В испуге я оцепенела, от боли сжала губы.
А потом он резко отпустил мою руку и сказал:
— Пошла вон.
Отдернулась, словно коснулась кипятка. Схватила куртку машинально и вон из комнаты.
И снова моя ненависть проснулась. Выскочила, как чёрт из табакерки. Напомнила о себе. Заплясала новыми красками. Как же я могла он ней забыть?
— Придурок, — сказала я уже в прихожей, остановилась и куртку на крючок вешаю.
Примяла ладонью, собралась уже уходить, даже повернулась, когда почувствовала что-то твердое под пальцами. Остановилась, как вкопанная. Догадка промелькнула мгновенно, и действие мгновенно родилось. Без мыслей, просто, скользнула пальцами в карман, нащупала рукоятку и достала пистолет.
В полутьме прихожей, двумя руками обхватила его и смотрела. Не веря, но понимая, вот он — у меня в руках. Тяжелый, железный, идеальный. Пальцы скользнули по нему, погладили. Почему, зачем?

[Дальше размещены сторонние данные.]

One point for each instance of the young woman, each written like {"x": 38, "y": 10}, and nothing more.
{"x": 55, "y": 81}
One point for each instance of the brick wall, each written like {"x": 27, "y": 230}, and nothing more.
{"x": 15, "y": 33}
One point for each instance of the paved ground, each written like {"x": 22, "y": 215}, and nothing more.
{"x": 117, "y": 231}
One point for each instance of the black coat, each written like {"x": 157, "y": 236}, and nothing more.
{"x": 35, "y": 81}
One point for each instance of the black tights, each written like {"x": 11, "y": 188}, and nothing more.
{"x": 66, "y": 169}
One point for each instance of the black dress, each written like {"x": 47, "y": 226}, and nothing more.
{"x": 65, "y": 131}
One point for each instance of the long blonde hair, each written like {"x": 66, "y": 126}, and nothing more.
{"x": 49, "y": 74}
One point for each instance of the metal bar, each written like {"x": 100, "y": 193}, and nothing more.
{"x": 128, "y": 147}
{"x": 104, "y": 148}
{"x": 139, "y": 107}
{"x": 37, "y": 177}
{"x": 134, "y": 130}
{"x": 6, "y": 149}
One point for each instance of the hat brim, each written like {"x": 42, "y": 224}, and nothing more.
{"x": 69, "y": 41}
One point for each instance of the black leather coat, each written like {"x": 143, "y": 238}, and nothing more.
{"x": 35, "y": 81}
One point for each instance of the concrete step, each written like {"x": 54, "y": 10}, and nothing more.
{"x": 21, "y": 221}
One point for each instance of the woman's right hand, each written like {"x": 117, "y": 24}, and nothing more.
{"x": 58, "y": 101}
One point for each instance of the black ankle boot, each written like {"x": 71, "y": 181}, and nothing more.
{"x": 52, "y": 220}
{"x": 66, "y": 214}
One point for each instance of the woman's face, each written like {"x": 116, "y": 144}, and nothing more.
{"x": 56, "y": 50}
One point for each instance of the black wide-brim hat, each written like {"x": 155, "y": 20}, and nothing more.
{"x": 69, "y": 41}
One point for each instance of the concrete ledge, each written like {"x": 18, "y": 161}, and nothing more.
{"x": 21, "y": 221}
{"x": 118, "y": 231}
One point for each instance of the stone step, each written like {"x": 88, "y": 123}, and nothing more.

И какой-то злой, отчаянный, обиженный импульс толкнул в ту комнату, где на диване лежал Бес.
Торопливо, чтобы не передумать, я вошла. И уже пистолет лёг в руку мягко и удобно. Одним лёгким движением, будто знающее мои цели существо, занял ладонь, и обхватил пальцы. Не пальцы его, а он пальцы. Как будто, так и было всегда.
Я подошла в Бесу и наставила на него пистолет.
— Ненавижу тебя, — сказала.
Я вложила в эти слова свою обиду и горечь. Всё, в чём виноват он и не виноват. Наверное, это было что-то такое, отчего хотелось либо броситься к нему, либо нажать на курок. Одно из двух.
Сейчас этот пистолет стал решением всех моих проблем. Каких, я и сама не знала. Главное наставить его на Беса.